In the heart of Poland, a groundbreaking concept is taking shape that could revolutionize how we store and utilize renewable energy. Kamil Szewerda, a researcher at the KOMAG Institute of Mining Technology in Gliwice, is leading a team that proposes transforming decommissioned underground mine workings into high-temperature sand thermal energy storage systems. This innovative approach, detailed in a recent study published in the journal Applied Sciences, could address some of the most pressing challenges in the energy sector, from balancing power grids to reducing greenhouse gas emissions.
The idea is simple yet ingenious: use the vast, abandoned underground spaces of former mines to store thermal energy generated by renewable sources like solar panels and wind turbines. During the summer, when energy production often exceeds demand, this excess energy can be converted into heat and stored in sand-filled chambers. Then, during the winter, when heating demand is high, the stored heat can be released, providing a clean and efficient source of energy.
“Our concept leverages the existing infrastructure of old mines, which are often located near urban areas, making them ideal for supplying heat to public buildings and residential areas,” Szewerda explains. “This not only reduces heating costs but also significantly cuts down on greenhouse gas emissions and air pollution.”
The potential commercial impacts of this research are substantial. As Europe pushes towards decarbonization and the adoption of the Green Deal policy, the need for efficient energy storage solutions is more critical than ever. The intermittent nature of renewable energy sources like solar and wind makes energy storage a key component in ensuring a stable power supply. By converting excess energy into thermal storage, this system can help balance the grid, reducing the need for costly and polluting backup power sources.
Moreover, the use of sand as a storage medium offers several advantages. Sand has a high heat capacity and can be heated to temperatures well above the boiling point of water, making it an efficient and space-saving storage solution. “Sand is a durable, inexpensive material that can store heat at high temperatures for extended periods,” Szewerda notes. “This makes it an ideal candidate for seasonal thermal energy storage.”

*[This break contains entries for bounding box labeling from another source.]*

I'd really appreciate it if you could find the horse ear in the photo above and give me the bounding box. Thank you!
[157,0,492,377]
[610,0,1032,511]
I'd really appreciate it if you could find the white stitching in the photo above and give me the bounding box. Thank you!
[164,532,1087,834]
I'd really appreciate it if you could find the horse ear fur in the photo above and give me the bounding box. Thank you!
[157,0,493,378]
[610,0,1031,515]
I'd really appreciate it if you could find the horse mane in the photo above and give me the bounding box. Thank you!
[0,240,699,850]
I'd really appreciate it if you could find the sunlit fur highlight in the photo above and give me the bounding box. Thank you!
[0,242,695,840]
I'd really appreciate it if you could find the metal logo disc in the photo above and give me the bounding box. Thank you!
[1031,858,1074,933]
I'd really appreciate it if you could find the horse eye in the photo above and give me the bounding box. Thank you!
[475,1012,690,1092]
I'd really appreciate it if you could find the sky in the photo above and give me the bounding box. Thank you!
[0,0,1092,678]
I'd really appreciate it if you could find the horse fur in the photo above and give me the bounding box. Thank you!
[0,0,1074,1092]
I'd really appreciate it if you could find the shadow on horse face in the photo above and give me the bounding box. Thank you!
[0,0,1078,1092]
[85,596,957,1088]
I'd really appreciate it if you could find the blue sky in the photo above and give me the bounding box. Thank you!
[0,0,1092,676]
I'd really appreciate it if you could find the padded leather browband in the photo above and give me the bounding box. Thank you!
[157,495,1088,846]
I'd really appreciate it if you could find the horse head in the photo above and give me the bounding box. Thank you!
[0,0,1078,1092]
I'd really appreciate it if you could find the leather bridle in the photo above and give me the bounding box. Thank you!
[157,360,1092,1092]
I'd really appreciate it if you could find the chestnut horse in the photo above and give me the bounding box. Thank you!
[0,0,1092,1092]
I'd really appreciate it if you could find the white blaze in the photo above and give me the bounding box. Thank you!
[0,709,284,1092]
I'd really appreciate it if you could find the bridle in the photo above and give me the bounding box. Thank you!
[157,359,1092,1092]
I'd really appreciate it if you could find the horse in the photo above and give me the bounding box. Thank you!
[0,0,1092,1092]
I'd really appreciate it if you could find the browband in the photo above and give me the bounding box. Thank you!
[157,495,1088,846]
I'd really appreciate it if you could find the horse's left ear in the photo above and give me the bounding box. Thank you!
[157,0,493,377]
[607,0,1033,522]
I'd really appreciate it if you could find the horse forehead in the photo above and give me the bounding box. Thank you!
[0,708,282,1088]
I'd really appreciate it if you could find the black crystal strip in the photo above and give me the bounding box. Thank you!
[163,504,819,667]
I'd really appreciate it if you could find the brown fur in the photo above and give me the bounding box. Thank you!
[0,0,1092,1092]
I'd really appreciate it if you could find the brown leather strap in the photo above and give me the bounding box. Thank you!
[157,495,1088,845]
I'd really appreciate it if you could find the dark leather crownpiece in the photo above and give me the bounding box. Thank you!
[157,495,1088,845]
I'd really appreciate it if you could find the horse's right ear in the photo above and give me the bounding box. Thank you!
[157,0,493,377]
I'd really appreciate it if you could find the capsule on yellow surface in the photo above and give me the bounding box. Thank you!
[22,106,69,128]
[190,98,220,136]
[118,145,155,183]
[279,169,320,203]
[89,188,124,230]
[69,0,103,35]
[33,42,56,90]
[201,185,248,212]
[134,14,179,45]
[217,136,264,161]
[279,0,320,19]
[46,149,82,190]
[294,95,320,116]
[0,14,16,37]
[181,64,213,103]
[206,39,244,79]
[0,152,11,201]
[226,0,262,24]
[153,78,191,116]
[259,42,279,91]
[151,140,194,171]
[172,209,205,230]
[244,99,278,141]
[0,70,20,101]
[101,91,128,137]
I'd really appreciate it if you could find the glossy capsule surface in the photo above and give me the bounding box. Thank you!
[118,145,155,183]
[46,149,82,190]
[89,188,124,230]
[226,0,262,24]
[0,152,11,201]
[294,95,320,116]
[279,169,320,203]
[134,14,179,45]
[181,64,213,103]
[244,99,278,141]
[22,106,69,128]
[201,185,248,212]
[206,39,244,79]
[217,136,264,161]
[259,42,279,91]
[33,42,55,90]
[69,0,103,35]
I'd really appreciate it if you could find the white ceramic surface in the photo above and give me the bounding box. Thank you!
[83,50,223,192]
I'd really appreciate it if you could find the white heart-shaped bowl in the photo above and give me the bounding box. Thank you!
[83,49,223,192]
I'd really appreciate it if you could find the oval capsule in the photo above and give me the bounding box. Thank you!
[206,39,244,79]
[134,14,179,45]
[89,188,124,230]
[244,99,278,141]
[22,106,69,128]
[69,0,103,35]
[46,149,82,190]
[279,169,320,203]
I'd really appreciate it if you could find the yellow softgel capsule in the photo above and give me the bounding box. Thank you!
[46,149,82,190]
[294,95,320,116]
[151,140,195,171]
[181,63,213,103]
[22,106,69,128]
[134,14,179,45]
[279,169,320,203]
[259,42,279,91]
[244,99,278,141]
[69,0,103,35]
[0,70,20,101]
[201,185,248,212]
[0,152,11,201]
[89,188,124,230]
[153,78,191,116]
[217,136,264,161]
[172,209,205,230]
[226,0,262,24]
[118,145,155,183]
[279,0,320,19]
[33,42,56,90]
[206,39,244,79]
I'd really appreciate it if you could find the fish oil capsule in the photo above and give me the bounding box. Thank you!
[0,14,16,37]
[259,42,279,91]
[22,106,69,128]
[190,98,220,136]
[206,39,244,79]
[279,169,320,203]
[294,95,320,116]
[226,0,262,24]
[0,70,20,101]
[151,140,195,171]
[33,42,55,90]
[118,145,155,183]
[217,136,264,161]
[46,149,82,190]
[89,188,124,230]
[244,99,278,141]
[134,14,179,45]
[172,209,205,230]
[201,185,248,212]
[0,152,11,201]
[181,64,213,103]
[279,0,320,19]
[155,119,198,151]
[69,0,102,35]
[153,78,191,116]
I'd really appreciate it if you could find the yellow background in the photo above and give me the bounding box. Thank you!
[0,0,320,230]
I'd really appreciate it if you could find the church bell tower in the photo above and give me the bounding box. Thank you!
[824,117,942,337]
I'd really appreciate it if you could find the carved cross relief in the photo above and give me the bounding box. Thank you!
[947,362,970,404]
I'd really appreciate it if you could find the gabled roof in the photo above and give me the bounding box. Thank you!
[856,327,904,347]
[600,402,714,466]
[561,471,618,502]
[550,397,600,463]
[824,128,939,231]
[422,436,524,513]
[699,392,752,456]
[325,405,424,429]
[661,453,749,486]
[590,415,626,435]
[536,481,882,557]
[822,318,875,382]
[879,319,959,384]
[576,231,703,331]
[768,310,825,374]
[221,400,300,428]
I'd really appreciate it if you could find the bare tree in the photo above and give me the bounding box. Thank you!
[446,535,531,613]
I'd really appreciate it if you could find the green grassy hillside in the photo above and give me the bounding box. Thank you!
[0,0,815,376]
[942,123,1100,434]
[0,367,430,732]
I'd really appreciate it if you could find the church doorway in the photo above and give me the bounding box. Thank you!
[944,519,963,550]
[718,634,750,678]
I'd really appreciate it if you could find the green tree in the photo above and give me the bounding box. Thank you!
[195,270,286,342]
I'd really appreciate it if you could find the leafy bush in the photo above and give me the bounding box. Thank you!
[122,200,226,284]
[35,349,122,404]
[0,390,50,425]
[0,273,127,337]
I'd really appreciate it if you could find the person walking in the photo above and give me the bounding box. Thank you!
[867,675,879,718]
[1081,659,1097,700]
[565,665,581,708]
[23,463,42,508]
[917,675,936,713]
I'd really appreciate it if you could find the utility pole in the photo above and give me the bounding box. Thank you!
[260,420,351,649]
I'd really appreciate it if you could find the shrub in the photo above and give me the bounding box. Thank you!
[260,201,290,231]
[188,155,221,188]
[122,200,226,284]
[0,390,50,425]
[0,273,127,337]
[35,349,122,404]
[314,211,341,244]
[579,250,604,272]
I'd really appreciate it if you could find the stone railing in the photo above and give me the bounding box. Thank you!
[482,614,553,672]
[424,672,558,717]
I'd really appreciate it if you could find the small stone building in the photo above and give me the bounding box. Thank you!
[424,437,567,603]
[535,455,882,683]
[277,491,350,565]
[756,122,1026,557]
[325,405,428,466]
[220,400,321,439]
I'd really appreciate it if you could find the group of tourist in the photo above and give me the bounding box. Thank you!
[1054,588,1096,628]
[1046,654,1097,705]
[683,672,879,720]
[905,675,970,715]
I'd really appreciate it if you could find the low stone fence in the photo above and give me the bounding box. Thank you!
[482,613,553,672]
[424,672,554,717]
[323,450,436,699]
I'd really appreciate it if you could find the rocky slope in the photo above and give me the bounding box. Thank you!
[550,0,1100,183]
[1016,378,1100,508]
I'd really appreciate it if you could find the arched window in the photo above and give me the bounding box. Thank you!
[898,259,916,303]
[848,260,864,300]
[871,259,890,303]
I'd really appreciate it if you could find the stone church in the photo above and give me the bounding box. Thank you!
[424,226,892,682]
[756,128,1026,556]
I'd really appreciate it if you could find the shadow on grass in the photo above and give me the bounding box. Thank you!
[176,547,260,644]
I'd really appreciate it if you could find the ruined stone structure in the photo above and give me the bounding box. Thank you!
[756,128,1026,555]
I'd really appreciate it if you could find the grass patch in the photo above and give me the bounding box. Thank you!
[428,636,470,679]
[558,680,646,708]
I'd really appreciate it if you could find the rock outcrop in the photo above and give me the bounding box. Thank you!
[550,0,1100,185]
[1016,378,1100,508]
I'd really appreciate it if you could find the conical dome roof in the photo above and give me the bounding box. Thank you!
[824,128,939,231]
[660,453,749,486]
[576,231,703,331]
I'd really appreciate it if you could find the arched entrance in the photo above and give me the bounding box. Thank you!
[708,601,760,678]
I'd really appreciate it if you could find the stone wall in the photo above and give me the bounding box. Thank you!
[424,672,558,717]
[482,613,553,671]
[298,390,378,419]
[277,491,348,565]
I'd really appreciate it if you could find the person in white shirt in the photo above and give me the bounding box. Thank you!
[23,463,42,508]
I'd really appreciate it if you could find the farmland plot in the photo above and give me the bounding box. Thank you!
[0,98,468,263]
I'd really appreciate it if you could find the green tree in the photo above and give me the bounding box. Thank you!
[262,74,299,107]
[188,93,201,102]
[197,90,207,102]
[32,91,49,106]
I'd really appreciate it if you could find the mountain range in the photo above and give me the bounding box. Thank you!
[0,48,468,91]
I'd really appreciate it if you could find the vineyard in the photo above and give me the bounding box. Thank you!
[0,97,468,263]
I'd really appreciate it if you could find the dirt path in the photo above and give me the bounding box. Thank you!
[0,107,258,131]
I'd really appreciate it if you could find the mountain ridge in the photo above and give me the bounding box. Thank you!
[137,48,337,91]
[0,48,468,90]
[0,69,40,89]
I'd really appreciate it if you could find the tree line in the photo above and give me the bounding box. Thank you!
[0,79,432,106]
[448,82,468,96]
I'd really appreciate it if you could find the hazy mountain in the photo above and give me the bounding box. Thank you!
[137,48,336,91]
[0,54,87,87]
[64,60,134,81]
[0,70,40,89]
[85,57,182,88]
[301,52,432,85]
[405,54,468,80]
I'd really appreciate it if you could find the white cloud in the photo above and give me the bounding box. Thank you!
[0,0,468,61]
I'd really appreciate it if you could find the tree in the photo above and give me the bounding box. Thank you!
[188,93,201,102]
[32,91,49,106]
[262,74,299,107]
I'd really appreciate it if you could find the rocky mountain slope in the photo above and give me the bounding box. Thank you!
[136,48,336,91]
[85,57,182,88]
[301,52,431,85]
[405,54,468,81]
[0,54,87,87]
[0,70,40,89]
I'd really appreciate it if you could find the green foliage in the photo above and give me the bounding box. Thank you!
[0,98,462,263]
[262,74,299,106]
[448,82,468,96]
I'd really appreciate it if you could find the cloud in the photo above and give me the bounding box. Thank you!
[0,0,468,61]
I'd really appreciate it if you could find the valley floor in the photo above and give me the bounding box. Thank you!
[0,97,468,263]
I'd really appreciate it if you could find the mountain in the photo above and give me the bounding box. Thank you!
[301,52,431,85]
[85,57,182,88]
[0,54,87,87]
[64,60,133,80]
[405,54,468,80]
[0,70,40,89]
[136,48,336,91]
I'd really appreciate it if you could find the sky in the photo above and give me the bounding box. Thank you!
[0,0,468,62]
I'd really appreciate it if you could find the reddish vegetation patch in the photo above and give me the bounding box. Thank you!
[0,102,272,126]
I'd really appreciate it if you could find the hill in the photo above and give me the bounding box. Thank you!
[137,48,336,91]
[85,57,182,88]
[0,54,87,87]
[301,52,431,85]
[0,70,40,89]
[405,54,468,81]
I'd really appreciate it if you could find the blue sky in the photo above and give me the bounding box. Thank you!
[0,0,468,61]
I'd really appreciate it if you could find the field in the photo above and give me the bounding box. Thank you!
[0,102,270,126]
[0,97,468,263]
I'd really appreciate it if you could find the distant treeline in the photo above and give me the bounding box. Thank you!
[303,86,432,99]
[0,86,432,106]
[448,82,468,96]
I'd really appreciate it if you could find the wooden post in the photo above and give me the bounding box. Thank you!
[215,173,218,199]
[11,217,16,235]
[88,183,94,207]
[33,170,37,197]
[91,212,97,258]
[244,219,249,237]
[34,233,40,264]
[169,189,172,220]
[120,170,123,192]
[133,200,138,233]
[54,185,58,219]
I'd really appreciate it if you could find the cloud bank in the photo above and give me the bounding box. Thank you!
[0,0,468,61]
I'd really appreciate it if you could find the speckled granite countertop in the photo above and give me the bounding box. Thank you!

The concept is not just theoretical. Finland has already implemented a similar system, with a commercial “sand battery” in operation. This installation heats homes, offices, and even a public swimming pool using thermal energy stored in sand. The success of this project underscores the viability of the approach and its potential for widespread adoption.
The research by Szewerda and his team, published in Applied Sciences, outlines three variants of thermal energy storage facilities that can be built in decommissioned mine workings. These range from small-scale demonstrators to large-scale systems designed to meet the heating needs of entire communities. The study also addresses technical aspects such as insulation methods, heat exchanger design, and the optimization of sand storage systems.
As the energy sector continues to evolve, the integration of such innovative storage solutions could play a pivotal role in achieving a sustainable and reliable energy future. The work by Szewerda and his colleagues at the KOMAG Institute of Mining Technology represents a significant step forward in this direction, offering a practical and environmentally friendly solution to one of the most pressing challenges in modern energy management. The concept of repurposing old mine workings for thermal energy storage not only provides a commercial opportunity but also aligns with the broader goals of decarbonization and sustainable development. As the world looks for ways to balance the grid and reduce emissions, this research could shape the future of energy storage and pave the way for a cleaner, more efficient energy landscape.